Therapeutic Baths Effects on your Body

From ancient times, in cultures all around the world, baths have been used to treat everything from kidney stones to snake bites. Now we have more reliable means of treating serious ailments but, for a host minor discomforts, such as itchy skin, sore muscles, aching joints , insomnia and anxiety, it's hard to beat a relaxing soak with healing substances added.

The warm water of a relaxing bath subtly massages tired muscles and stimulates blood circulation, speeding up delivery of healing nutrients to the tissues while healing to remove lactic acid and other waste products that contribute to soreness. A hot batch can even help you to burn a few extra kilojoules by temporarily boosting your metabolism a little. Avoid prolonged soaks in very hot baths, though- while the heat may feel good, it can promote inflammation.

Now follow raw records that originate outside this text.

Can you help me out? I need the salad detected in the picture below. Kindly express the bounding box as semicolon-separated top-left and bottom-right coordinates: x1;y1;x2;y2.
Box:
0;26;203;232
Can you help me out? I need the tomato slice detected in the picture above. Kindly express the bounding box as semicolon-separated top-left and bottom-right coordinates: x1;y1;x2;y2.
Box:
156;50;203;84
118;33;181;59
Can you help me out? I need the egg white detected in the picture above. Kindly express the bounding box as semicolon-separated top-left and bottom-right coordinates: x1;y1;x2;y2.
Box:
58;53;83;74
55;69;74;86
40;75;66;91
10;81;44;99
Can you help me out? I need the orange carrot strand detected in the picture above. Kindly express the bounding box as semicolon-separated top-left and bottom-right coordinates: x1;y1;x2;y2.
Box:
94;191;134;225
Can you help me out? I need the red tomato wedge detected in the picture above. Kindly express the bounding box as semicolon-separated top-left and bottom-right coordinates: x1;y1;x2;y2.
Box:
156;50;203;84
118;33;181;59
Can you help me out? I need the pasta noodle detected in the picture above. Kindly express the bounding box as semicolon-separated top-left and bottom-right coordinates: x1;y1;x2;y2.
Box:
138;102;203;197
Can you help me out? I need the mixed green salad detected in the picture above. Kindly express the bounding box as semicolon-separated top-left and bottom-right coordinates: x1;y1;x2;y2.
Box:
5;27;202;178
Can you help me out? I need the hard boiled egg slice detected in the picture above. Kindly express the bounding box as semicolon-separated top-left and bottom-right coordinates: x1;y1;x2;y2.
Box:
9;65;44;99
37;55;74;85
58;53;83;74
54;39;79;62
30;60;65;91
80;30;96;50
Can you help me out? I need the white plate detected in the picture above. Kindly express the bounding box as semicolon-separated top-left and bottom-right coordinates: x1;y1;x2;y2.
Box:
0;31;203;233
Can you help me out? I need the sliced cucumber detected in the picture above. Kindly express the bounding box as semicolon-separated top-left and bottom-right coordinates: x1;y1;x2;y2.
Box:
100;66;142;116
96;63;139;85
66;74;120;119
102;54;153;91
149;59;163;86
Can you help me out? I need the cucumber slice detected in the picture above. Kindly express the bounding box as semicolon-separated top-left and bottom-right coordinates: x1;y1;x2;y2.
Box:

A technique that has been practiced around the world for centuries is contrast between hot and cold water causes blood vessels to alternately dilate and constrict. This translates into a sort of pumping action that increases blood circulation and is said to reduce congestion and inflammation, enhance digestion and stimulate the activity of organs. Natural healers believe that it also boosts immune function. To try this at home, you need a large basic to act as the second bath, or simply sit in a warm bath and use a hand held shower nozzle to douse yourself now and then with cold water. Always start with hot water and finish with cold.

Relieve itching

If itching is your problem, a bath-with certain ingredients added- may be just what the doctor ordered. Here are some tried and true soothers to add to your bathwater. 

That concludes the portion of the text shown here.